If you’re like me, you like simple and direct explanations. With that in mind, I will explain the two types of parameters in ML, and then give a clear explanation of the different hyperparameters.
There are two types of parameters: model parameters and hyperparameters.
Model parameters are the parameters that the algorithm adjusts during the training phase. In Machine Learning, we train a model to predict or classify data. These models have parameters that are tuned during the training phase. In this phase, we feed the model with some data and the model tries to adjust the model parameters in order two make right predictions/classifications. In other words, the model has different parameters, that form a mathematical formula and these parameters need to be learned from the data. Some examples are weights and biases.

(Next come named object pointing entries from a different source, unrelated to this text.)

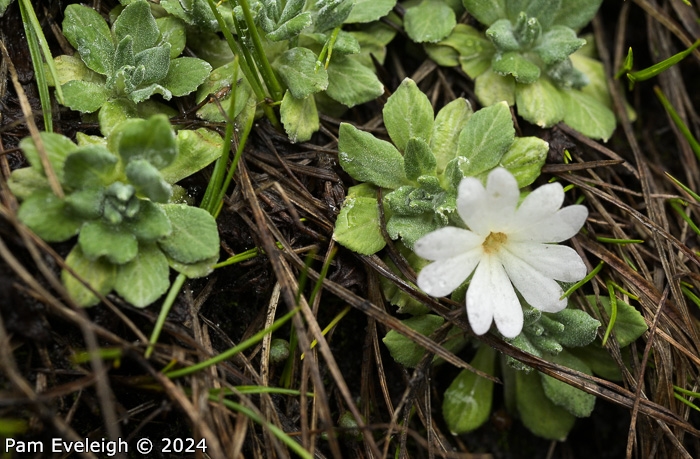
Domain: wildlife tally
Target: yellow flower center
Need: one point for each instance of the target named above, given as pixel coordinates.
(494, 241)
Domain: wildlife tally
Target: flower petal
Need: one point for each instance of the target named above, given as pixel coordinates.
(446, 243)
(491, 296)
(471, 199)
(563, 225)
(444, 276)
(538, 290)
(543, 202)
(556, 261)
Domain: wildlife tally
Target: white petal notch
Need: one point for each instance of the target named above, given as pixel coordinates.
(508, 248)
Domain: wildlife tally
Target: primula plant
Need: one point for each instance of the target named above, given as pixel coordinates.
(420, 172)
(116, 197)
(528, 57)
(121, 67)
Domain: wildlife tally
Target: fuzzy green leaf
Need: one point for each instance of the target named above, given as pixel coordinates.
(515, 64)
(539, 413)
(587, 115)
(418, 159)
(299, 117)
(145, 278)
(185, 74)
(430, 21)
(84, 96)
(573, 400)
(540, 103)
(148, 181)
(150, 223)
(196, 150)
(98, 239)
(351, 83)
(408, 113)
(486, 11)
(156, 62)
(57, 148)
(296, 67)
(92, 165)
(369, 10)
(448, 124)
(525, 159)
(172, 30)
(467, 402)
(89, 33)
(357, 226)
(629, 323)
(557, 44)
(152, 140)
(491, 88)
(369, 159)
(99, 273)
(486, 136)
(136, 20)
(195, 236)
(45, 214)
(576, 13)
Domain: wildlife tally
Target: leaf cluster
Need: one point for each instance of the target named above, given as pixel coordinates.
(420, 170)
(125, 64)
(117, 201)
(531, 56)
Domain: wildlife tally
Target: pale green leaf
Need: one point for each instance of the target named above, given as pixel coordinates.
(408, 113)
(91, 165)
(299, 117)
(152, 140)
(45, 214)
(147, 180)
(195, 236)
(539, 413)
(418, 159)
(150, 223)
(351, 83)
(466, 405)
(430, 21)
(515, 64)
(357, 226)
(89, 33)
(448, 124)
(172, 30)
(145, 278)
(98, 238)
(486, 136)
(136, 20)
(369, 10)
(196, 150)
(84, 96)
(587, 115)
(573, 400)
(369, 159)
(185, 74)
(491, 88)
(99, 274)
(114, 112)
(296, 67)
(540, 103)
(525, 159)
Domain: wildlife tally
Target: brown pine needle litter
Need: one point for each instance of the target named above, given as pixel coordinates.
(284, 203)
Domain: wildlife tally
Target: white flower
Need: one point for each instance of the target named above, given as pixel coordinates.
(508, 246)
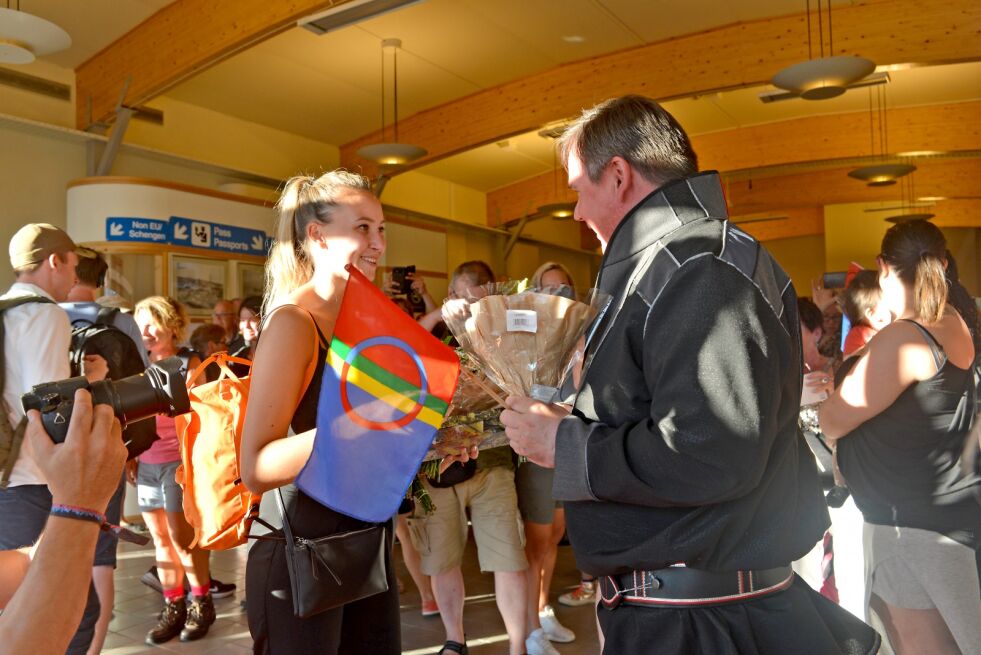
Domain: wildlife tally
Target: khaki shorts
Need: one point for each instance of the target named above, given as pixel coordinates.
(441, 537)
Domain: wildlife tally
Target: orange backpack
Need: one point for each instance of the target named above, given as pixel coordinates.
(216, 503)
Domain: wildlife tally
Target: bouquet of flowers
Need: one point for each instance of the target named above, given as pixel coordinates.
(523, 339)
(474, 411)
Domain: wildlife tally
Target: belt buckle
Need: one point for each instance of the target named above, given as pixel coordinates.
(618, 594)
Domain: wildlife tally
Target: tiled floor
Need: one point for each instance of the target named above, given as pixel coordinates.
(137, 606)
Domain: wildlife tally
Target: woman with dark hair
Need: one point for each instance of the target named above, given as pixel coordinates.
(249, 314)
(900, 418)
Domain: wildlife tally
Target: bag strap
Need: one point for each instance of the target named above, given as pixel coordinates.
(287, 530)
(222, 360)
(106, 315)
(16, 439)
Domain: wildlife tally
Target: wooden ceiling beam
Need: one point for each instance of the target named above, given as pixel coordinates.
(950, 128)
(947, 178)
(790, 222)
(734, 56)
(177, 42)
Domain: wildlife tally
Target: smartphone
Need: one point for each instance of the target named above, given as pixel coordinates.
(401, 278)
(834, 280)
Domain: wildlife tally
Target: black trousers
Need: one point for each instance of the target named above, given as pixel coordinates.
(797, 620)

The other type of parameters is hyperparameters. These cannot be directly learned from the training process. These values are set by the data scientist before the training begins. A normal process in ML is, set different values for these parameters, train the different models and choose the values that give the best results.

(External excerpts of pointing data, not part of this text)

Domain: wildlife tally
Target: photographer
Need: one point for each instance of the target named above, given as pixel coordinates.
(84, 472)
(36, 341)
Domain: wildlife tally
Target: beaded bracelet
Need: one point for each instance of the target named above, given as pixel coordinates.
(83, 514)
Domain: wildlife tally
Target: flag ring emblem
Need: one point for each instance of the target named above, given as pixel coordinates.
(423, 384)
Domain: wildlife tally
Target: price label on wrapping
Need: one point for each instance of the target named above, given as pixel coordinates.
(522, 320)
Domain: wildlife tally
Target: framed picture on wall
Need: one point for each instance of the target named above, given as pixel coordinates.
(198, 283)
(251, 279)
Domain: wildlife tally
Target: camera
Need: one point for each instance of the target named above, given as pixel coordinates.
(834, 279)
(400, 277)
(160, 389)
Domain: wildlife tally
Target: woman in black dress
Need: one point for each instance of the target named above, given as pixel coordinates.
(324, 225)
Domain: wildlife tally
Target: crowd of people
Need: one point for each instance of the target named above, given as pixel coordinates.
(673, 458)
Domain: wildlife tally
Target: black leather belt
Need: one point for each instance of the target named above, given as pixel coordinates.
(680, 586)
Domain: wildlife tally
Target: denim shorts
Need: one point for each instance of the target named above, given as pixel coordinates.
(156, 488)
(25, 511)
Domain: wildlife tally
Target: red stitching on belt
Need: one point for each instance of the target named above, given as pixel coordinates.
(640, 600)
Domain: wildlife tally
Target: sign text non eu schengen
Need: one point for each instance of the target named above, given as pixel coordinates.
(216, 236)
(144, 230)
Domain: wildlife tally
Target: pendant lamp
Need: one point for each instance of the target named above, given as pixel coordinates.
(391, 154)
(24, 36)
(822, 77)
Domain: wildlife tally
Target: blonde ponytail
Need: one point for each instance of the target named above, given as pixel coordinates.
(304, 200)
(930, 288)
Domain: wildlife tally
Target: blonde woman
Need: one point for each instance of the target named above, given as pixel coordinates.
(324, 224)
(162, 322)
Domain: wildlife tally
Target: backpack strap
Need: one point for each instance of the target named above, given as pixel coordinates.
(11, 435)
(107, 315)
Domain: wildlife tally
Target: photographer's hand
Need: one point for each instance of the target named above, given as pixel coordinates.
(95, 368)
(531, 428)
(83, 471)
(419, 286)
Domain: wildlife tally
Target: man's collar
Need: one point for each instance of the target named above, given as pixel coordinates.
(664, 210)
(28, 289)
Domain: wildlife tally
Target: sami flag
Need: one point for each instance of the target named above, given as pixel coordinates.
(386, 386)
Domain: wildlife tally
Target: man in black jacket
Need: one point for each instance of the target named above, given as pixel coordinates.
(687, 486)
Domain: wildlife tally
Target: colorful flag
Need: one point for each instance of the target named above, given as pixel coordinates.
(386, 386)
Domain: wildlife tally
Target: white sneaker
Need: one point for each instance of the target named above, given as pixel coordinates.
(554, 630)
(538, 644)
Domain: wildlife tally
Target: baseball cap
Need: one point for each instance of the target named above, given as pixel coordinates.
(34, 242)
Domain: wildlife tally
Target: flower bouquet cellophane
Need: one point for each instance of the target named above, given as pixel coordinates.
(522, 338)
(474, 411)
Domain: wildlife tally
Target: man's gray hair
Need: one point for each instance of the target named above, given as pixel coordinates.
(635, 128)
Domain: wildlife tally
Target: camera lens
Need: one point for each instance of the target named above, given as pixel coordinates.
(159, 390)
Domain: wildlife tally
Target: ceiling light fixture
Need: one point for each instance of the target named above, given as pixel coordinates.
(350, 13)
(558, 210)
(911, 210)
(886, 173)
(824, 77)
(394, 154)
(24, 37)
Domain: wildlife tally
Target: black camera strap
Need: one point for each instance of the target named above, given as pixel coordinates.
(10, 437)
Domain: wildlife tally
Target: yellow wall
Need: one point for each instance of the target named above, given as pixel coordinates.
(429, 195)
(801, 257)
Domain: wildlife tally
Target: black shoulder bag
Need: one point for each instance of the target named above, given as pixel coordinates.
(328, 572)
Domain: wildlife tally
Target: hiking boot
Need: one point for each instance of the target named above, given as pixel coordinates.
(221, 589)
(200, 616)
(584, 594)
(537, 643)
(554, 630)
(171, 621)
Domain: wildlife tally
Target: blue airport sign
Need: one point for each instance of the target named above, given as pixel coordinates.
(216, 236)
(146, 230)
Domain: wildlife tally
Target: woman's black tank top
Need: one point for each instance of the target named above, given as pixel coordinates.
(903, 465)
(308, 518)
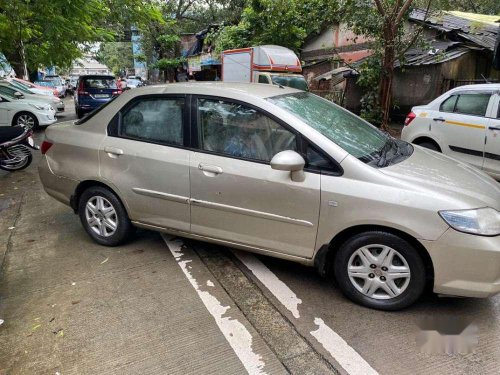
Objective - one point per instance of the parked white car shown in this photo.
(463, 123)
(9, 89)
(27, 112)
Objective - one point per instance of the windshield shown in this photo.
(46, 83)
(296, 82)
(353, 134)
(57, 80)
(99, 83)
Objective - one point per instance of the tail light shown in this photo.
(81, 89)
(46, 145)
(409, 118)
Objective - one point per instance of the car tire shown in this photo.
(391, 257)
(103, 216)
(430, 146)
(26, 119)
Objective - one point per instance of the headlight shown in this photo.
(481, 221)
(41, 107)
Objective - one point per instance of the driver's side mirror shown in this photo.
(290, 161)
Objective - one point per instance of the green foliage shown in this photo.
(55, 32)
(283, 22)
(172, 63)
(116, 55)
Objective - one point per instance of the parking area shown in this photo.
(166, 305)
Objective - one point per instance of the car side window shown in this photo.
(237, 130)
(155, 119)
(473, 104)
(317, 161)
(449, 104)
(263, 79)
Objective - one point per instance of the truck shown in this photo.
(269, 64)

Imagine you’re trying to tune your radio by turning the knobs. In ML you turn the knobs (hyperparameters) in order to get the best model.
Two of the main considerations when deciding the values for the hyperparameters are the time required to train and the amount of memory available.

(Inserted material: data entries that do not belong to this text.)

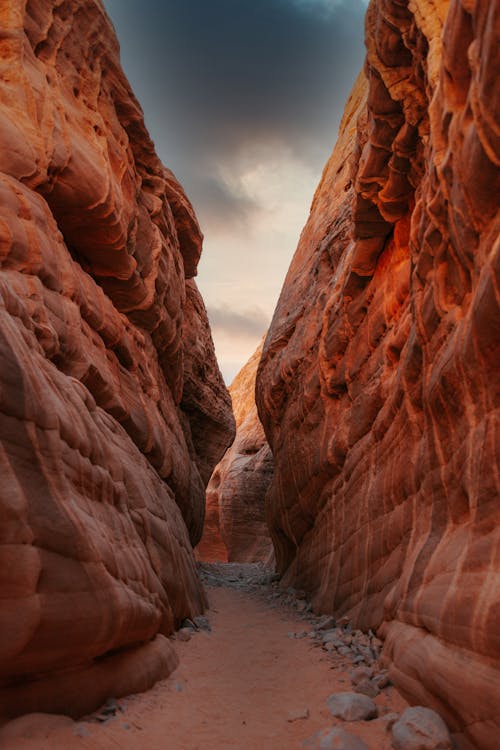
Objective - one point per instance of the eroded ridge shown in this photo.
(377, 385)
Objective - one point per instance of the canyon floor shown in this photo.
(259, 679)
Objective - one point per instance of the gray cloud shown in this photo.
(248, 323)
(216, 76)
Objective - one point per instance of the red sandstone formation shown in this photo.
(235, 525)
(108, 376)
(378, 385)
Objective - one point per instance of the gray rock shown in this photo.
(32, 726)
(358, 659)
(420, 728)
(367, 687)
(81, 730)
(382, 681)
(334, 739)
(388, 720)
(344, 621)
(352, 706)
(326, 623)
(202, 623)
(298, 714)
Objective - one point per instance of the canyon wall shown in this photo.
(378, 384)
(235, 525)
(108, 376)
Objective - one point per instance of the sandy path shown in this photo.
(235, 688)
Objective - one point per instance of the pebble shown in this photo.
(326, 623)
(184, 634)
(202, 623)
(367, 687)
(297, 715)
(420, 728)
(334, 739)
(31, 726)
(389, 720)
(81, 730)
(352, 706)
(360, 673)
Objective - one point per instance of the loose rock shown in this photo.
(420, 728)
(352, 706)
(334, 739)
(184, 634)
(367, 687)
(298, 714)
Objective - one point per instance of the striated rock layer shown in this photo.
(108, 374)
(235, 524)
(378, 384)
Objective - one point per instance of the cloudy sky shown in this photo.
(243, 100)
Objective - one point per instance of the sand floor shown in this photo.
(236, 688)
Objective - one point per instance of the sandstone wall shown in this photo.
(108, 375)
(236, 527)
(378, 384)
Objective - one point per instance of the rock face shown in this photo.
(236, 528)
(378, 384)
(108, 373)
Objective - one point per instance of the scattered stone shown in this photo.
(382, 681)
(331, 646)
(334, 739)
(81, 730)
(32, 726)
(326, 623)
(352, 706)
(420, 728)
(360, 673)
(331, 635)
(367, 687)
(389, 720)
(202, 623)
(111, 707)
(343, 622)
(298, 714)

There are many types of hyperparameters and different types of neural networks require different hyperparameters. Some of them are:
Learning rate: the learning rate quantifies the learning progress of a model in a way that can be used to optimize its capacity. Determines the speed that the parameters are updated. If it’s too high, the model might pass through a good solution.
Number of Epochs: it’s related to the number of times that the process of optimization occurs. One epoch means that the algorithm went through all the data once.
Batch Size: defines the number of samples that will be propagated in the network. Basically, is the number of data samples that the network will train on before updating the model parameters. In essence, it’s a for-loop iterating over one or more samples and making predictions. At the end of each batch, the predictions are compared to the expected values and the error is calculated.
Activation Function: is a function that converts an input signal into an output signal. In simple words, the activation functions decide if the input is important or not. Based on the input, the model uses the activation function to decide whether the neuron should fire or not.
Loss Function: tells us how far is the predicted result from the expected result. Based on this function, the model can tune the model parameters in order to minimize the result of the loss function
Dropout: with dropout, the model ‘ignores’ a certain set of neurons, that are chosen randomly. It’s used to prevent overfitting. Overfitting occurs when the model does very well with the training data, but with unseen data, it doesn’t perform that well. In overfitting, the model will know in detail the training data.
Validation percentage: normally, you will divide the dataset into three datasets. One for training, one for testing and one for validation. The validation dataset is used to minimize overfitting. If you only train the network with training data, most probably the network will only be good at predicting the training data values. By giving a validation data, the network will predict on data that it hasn’t seen.
Optimizer: optimizers help to minimize (or maximizing) the objective function. The overall purpose of the optimizer is to find a set of parameters that minimize (or maximize) the objective function.
These are some of the many parameters in Machine Learning.
There are no right or wrong values for each of these parameters.
You have to do a lot of tests, with different sets of values and check which are the best values for each parameter. It’s really a trial and error process.